The “golden age” of U.S. banking profits is over, and financial firms are going to face a tougher environment in the years ahead, according to a new report from international management consulting firm Oliver Wyman.

The report says that banks will face significant revenue and asset growth headwinds in the years ahead, and it highlights six long-term trends that are likely to drive the U.S. banking industry’s changing fortunes:
> the end of declining interest rates;
> consumer deleveraging;
> increasingly active regulators;
> an aging population;
> the end of credit risk-free sovereign borrowers; and
> faster credit growth in emerging economies.

It predicts that these trends will also lead to a sustained period of consolidation in developed markets, innovation of offerings and service models, and migration of relative profitability from mass-market to affluent customers.

“The Golden Era is over and it is not coming back,” the report says, unlike previous recessions or banking crises, after which the industry reverted to above-trend growth. “That will not happen this time, at least in the developed economies.
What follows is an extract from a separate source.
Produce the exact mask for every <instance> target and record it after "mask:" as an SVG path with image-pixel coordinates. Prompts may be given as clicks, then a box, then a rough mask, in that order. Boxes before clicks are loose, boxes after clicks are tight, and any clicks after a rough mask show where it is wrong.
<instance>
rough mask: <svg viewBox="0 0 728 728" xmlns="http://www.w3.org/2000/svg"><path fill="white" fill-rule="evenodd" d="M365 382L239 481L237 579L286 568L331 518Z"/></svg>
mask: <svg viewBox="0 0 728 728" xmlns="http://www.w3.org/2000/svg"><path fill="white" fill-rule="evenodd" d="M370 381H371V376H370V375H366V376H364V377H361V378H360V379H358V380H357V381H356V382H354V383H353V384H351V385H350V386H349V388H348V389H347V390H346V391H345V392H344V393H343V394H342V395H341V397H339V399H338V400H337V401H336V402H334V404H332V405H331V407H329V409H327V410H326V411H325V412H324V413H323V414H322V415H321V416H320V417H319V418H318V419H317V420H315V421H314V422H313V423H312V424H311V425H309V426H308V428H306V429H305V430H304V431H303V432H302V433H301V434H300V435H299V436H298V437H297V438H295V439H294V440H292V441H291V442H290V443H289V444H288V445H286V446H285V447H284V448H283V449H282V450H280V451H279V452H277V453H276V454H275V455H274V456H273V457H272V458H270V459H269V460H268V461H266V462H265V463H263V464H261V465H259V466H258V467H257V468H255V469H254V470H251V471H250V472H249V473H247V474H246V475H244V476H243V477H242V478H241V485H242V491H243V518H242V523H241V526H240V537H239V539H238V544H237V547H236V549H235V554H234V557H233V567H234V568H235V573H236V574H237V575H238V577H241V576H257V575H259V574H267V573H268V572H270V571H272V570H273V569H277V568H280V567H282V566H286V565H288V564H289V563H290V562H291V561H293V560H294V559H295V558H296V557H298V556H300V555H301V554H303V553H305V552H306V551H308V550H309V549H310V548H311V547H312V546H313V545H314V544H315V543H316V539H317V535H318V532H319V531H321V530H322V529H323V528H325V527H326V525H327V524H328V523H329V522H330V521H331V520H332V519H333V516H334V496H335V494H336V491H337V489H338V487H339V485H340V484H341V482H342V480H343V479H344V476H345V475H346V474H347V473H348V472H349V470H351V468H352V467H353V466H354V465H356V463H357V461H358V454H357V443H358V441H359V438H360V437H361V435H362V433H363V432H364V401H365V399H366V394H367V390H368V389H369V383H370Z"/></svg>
Stable or rising interest rates, relatively slow
GDP growth, and increasing regulatory burdens mean that the near-ideal macro conditions for banking profits that characterized the Golden Era will not pertain in the post-crisis era.”

Instead, it says that the industry will endure slower asset growth, and lower returns on equity due to higher capital requirements. This will ultimately lead to consolidation, it suggests, and more pressure to innovate.